There are different ways to tell a story; in this case director Todd Haynes chose a multi-dimensional, fragmented form of storytelling in the Bob Dylan documentary " I'm Not There". He does this by using multiple characters to, in my interpretation, show the different trials and aspects of Bob Dylan's life and career, and also in a way gives life to some of the fantasy and questions Dylan had to probably face in his career and how he felt.
The runnaway youth, the charasimatic turned somber musician, The actor who has everything but nothing, the hermit, the addicit; it's easy to see where the plot goes as soon as you understand that aspect of the film, but the parts that interest's me the most was the cinematography. To effectively pull off each character and get the viewer into the frame of mind that each character is in, while cutting all this up into segmentes, and then placing each segment into a not so random order, is to me a beautiful accomplishment that does the film justice.

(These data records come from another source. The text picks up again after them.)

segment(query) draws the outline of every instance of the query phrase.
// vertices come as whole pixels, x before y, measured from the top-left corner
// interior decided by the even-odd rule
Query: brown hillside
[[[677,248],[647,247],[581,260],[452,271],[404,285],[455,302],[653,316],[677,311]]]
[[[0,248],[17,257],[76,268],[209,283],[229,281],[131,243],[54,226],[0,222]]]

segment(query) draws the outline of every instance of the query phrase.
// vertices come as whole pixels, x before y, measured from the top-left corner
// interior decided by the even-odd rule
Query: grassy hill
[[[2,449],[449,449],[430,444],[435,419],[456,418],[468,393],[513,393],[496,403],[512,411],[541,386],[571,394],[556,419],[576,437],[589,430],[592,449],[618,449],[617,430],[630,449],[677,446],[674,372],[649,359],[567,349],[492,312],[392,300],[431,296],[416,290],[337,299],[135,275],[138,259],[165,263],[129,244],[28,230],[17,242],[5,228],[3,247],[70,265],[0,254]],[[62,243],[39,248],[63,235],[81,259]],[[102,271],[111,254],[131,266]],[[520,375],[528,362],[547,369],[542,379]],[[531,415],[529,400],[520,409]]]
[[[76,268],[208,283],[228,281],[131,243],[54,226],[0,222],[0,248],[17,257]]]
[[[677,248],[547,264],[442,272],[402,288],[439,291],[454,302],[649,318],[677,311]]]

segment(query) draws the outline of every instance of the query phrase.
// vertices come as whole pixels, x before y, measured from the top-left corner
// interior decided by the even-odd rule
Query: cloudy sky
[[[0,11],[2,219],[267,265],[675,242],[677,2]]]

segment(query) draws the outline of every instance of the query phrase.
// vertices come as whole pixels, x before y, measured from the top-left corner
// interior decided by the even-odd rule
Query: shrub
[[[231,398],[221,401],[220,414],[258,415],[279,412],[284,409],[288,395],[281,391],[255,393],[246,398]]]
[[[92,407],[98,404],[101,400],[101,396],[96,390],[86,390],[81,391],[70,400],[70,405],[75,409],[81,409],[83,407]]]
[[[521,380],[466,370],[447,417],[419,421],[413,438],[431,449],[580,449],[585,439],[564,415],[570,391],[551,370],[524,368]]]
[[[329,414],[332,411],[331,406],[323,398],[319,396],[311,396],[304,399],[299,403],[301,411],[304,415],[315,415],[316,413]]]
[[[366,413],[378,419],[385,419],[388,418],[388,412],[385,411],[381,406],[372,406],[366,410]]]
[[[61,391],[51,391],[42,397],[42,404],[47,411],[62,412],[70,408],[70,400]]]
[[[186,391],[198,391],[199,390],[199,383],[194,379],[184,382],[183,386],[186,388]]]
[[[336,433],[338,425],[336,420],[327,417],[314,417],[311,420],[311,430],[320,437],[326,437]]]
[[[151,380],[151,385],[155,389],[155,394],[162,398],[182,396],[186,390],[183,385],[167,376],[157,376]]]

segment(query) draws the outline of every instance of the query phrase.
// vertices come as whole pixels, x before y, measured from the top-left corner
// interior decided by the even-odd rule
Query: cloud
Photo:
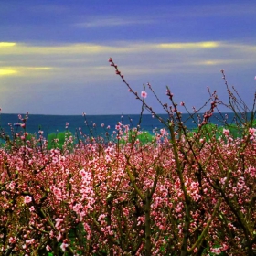
[[[0,48],[9,48],[9,47],[14,47],[16,45],[16,43],[12,43],[12,42],[0,42]]]
[[[211,48],[220,47],[219,42],[167,43],[157,45],[165,49]]]
[[[107,59],[127,74],[210,72],[211,66],[255,65],[254,45],[228,41],[113,42],[35,45],[0,42],[1,77],[59,80],[101,80],[112,75]],[[104,66],[105,65],[105,66]],[[101,76],[99,76],[101,75]],[[75,77],[75,78],[74,78]]]
[[[50,67],[0,67],[0,79],[1,77],[13,77],[13,76],[26,76],[33,77],[38,76],[38,72],[50,70]],[[45,75],[43,72],[41,75]]]
[[[80,27],[120,27],[130,25],[148,25],[154,23],[151,19],[136,19],[133,18],[118,18],[118,17],[106,17],[106,18],[93,18],[87,22],[75,24]]]
[[[0,77],[12,76],[12,75],[16,75],[16,73],[17,71],[16,69],[0,68]]]

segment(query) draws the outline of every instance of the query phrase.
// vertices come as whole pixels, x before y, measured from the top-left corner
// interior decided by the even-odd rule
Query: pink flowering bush
[[[254,109],[250,119],[240,117],[246,107],[227,87],[240,136],[229,123],[220,133],[208,129],[224,104],[216,92],[202,117],[191,113],[198,127],[191,132],[169,89],[170,105],[156,98],[169,116],[163,120],[147,105],[145,88],[139,97],[110,63],[142,112],[147,109],[165,128],[141,143],[138,127],[119,123],[112,140],[81,133],[76,144],[67,137],[61,150],[48,149],[41,132],[28,138],[27,118],[14,139],[2,133],[1,254],[255,255]]]

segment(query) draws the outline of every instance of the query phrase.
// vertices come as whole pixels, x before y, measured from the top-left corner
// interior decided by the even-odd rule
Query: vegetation
[[[1,133],[3,255],[255,255],[255,104],[249,111],[222,71],[235,125],[209,123],[224,104],[213,92],[203,114],[188,112],[191,132],[168,88],[163,104],[148,84],[163,120],[145,86],[139,96],[109,61],[141,115],[165,128],[152,136],[118,123],[112,140],[59,133],[50,144],[41,131],[28,138],[20,116],[20,133]]]

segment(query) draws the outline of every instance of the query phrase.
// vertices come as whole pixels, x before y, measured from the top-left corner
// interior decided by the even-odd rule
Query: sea
[[[201,114],[202,116],[203,114]],[[166,114],[159,114],[159,116],[166,121],[168,116]],[[25,114],[22,114],[25,117]],[[227,119],[229,123],[231,123],[234,119],[232,113],[216,113],[211,117],[210,122],[216,124],[221,124],[220,120],[223,117]],[[188,129],[197,127],[197,118],[195,117],[195,121],[189,119],[188,114],[183,114],[182,119]],[[141,122],[140,122],[141,120]],[[130,128],[137,127],[140,123],[140,129],[142,131],[147,131],[150,133],[154,133],[155,129],[161,129],[164,126],[156,117],[153,117],[150,114],[123,114],[123,115],[43,115],[43,114],[29,114],[28,119],[26,122],[26,132],[33,134],[38,133],[39,131],[44,132],[44,136],[47,137],[52,133],[64,132],[69,130],[72,133],[77,131],[82,131],[84,134],[90,134],[93,133],[94,136],[103,135],[106,131],[109,133],[115,130],[115,125],[121,123],[122,124],[128,124]],[[0,114],[0,129],[1,131],[11,134],[11,130],[15,133],[23,131],[20,126],[22,121],[18,118],[18,114]]]

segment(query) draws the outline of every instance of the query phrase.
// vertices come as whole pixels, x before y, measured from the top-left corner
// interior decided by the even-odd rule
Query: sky
[[[207,87],[227,100],[220,69],[252,104],[255,0],[0,0],[4,113],[132,114],[131,87],[149,82],[163,102],[199,108]],[[145,101],[164,112],[148,91]],[[182,111],[182,110],[181,110]]]

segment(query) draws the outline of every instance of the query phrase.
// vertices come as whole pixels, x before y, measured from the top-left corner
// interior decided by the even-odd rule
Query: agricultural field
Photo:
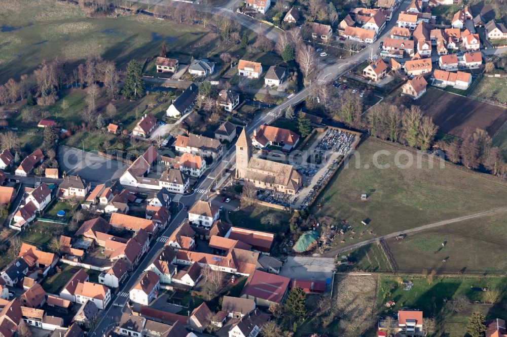
[[[397,152],[388,143],[364,141],[317,198],[317,218],[351,226],[336,236],[335,247],[503,206],[507,201],[503,184],[436,162],[430,168],[423,160],[418,168],[417,158],[404,166],[407,156]],[[361,193],[368,195],[366,201]],[[366,226],[361,224],[365,219]]]
[[[329,336],[371,335],[366,334],[377,324],[375,303],[378,276],[336,274],[333,297],[322,309],[317,295],[307,296],[309,317],[295,335],[306,336],[318,331]],[[329,325],[323,323],[331,320]]]
[[[415,103],[423,114],[433,118],[440,131],[460,138],[467,128],[483,129],[494,135],[507,120],[504,108],[434,88],[428,88],[423,99]]]
[[[200,26],[177,24],[145,16],[86,17],[77,6],[46,0],[2,2],[0,22],[0,82],[19,79],[43,60],[55,56],[76,65],[100,55],[124,69],[132,59],[157,55],[162,41],[177,51],[209,42],[212,34]]]

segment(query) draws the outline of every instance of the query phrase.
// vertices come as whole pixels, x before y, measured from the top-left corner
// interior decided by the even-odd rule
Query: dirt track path
[[[407,229],[405,231],[398,231],[394,233],[391,233],[390,234],[386,234],[385,235],[382,235],[381,236],[378,236],[376,238],[373,239],[370,239],[369,240],[367,240],[366,241],[363,241],[360,242],[357,242],[357,243],[354,243],[353,244],[351,244],[348,246],[345,246],[345,247],[342,247],[338,249],[335,249],[334,250],[332,250],[328,252],[325,253],[321,255],[323,258],[334,258],[336,257],[338,254],[343,252],[344,251],[347,251],[347,250],[351,250],[352,249],[356,249],[363,246],[366,245],[367,244],[370,244],[370,243],[373,243],[375,242],[377,240],[380,240],[381,239],[389,239],[390,238],[394,237],[396,235],[399,235],[400,234],[409,234],[411,233],[415,233],[416,232],[420,232],[421,231],[424,230],[425,229],[429,229],[430,228],[434,228],[434,227],[439,227],[441,226],[444,226],[444,225],[449,225],[449,224],[452,224],[455,222],[459,222],[461,221],[464,221],[465,220],[468,220],[471,219],[474,219],[476,218],[480,218],[481,217],[484,217],[484,216],[489,215],[490,214],[494,214],[495,213],[499,213],[501,212],[507,212],[507,207],[501,207],[497,208],[493,208],[493,209],[490,209],[489,210],[484,210],[480,212],[478,212],[477,213],[474,213],[473,214],[469,214],[466,216],[463,216],[462,217],[459,217],[458,218],[454,218],[454,219],[450,219],[447,220],[442,220],[442,221],[439,221],[438,222],[434,222],[432,224],[428,224],[427,225],[423,225],[422,226],[420,226],[418,227],[415,227],[414,228],[411,228],[410,229]]]

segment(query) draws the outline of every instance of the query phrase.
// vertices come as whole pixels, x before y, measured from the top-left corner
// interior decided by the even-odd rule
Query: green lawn
[[[395,157],[404,165],[407,157],[396,157],[397,150],[387,144],[367,140],[357,150],[315,204],[322,205],[314,210],[317,217],[352,226],[337,236],[336,245],[490,209],[507,201],[505,185],[448,166],[441,168],[436,163],[429,168],[422,160],[417,168],[415,158],[411,165],[396,166]],[[382,169],[376,162],[389,168]],[[368,194],[367,201],[360,200],[364,193]],[[366,219],[371,220],[368,226],[361,224]]]
[[[398,281],[411,281],[414,284],[409,290],[404,289],[404,285]],[[400,276],[382,275],[378,294],[380,315],[393,313],[403,307],[418,309],[424,316],[437,315],[444,306],[444,299],[448,300],[458,295],[466,296],[469,300],[484,302],[485,291],[477,291],[477,288],[503,289],[507,285],[504,277],[478,276],[436,277],[402,275]],[[396,304],[390,308],[385,306],[388,301]]]
[[[277,219],[276,223],[272,224],[270,222],[272,221],[272,216]],[[284,231],[288,226],[291,214],[258,205],[253,209],[245,208],[231,212],[229,217],[232,225],[236,227],[279,233]]]
[[[89,56],[114,60],[123,68],[131,59],[157,55],[166,39],[168,51],[188,51],[207,42],[209,29],[146,16],[87,17],[77,5],[46,0],[3,5],[2,24],[18,27],[0,35],[0,82],[19,79],[55,56],[71,63]]]

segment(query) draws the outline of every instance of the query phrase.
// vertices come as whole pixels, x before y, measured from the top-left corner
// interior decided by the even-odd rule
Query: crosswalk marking
[[[157,239],[157,241],[160,242],[165,243],[167,242],[168,240],[169,240],[168,236],[161,236],[158,239]]]

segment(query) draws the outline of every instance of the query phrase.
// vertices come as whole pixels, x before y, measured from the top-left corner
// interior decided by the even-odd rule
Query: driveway
[[[125,163],[109,159],[71,147],[60,146],[58,151],[60,172],[79,175],[89,182],[103,183],[120,178],[128,165]]]
[[[333,277],[334,270],[334,259],[290,256],[280,275],[291,278],[325,280]]]

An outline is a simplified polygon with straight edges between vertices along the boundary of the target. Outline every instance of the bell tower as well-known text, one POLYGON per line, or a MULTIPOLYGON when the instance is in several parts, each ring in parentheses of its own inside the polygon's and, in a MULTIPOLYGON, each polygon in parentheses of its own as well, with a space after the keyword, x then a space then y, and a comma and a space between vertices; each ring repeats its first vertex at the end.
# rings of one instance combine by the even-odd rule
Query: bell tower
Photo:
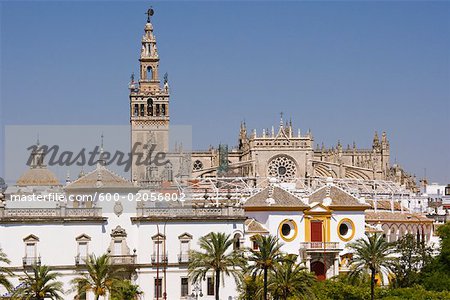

The black and white life of the musician who has become a sellout in the eye's of the fans, The wild west type setting for the hermit, who has in a way become an outlaw in the metaphorical sense (until he literally does in the end), the musician and the poet chastising and mocking the statue of the crusifix, the portrayal of the journalist in the circus cage replacing the musician; settings like those and the way they were shot, stood out to me as a way to make what may seem to some confusing and drawn out, worthwhile.